It was all starting to make perfect sense. I listened to stories about communities who didn’t seem to care about maintenance as I stood there in Haiti looking at a broken (and now unusable) well. I also heard stories about American missions teams coming to visit well projects they’ve funded, only to return home disappointed after witnessing the condition of the water source they thought would change lives in a poor community.
This was one of those in-your-face moments of clarity when everything that I’ve read and discussed over the last few years became very real.
We talked about how well water projects are more than just digging a deep hole, but should start with community meetings and training programs to make sure that the projects don’t fail in a couple of months.
In their book When Helping Hurts: How to Alleviate Poverty Without Hurting the Poor… and Yourself, Steve Corbett and Brian Fikkert deal with this tension between missions that have a positive impact and those that may unintentionally cause more harm than good. Even the authors admit that churches always send people with the best intentions. However, without fully understanding the impact of our actions, we may be creating a void, dependence, or some other problem when we leave.

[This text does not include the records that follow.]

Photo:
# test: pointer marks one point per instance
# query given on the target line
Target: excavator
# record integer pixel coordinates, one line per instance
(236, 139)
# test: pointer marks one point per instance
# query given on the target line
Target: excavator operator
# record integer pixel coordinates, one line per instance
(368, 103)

Corbett and Fikkert share several stories that serve to illustrate the points they’re trying to make. Through these stories it’s easy to see the impacts of good and not so good missions projects. One of my personal favorites is one they tell in the introduction of the book about a ‘successful’ evangelism experience with a witch doctor in Uganda. In telling this story, the author shares their excitement in reaching someone, but also clearly identifies everything that was wrong in their approach resulting in a conversion that ultimately failed.
That’s one of the things that I really like about what the authors did in this book. They started by being critical of themselves, and not pointing the finger at someone else. Corbett and Fikkert are both Professors in Economics and Community Development, and they run The Chalmers Center for Economic Development. In their work with The Chalmers Center, they focus on research and training churches in economic development strategies that empower the poor.
I don’t know that I’ll ever look at missions the same way again. If I’m completely honest with myself, I used to think that the people in less developed nations needed people like me to help fix things for them. The more time I spend in the mission field, the more I realize that my presence there should be closer to invisible. I’m not there to bring answers and fix problems. I’m there to support and encourage the incredible work that God is already doing through the local churches who are transforming their communities.
It doesn’t matter if you’re into supporting global missions, or working within your own city. This is an important book if you want to be a Christian (or church) who wants to impact a community… the right way.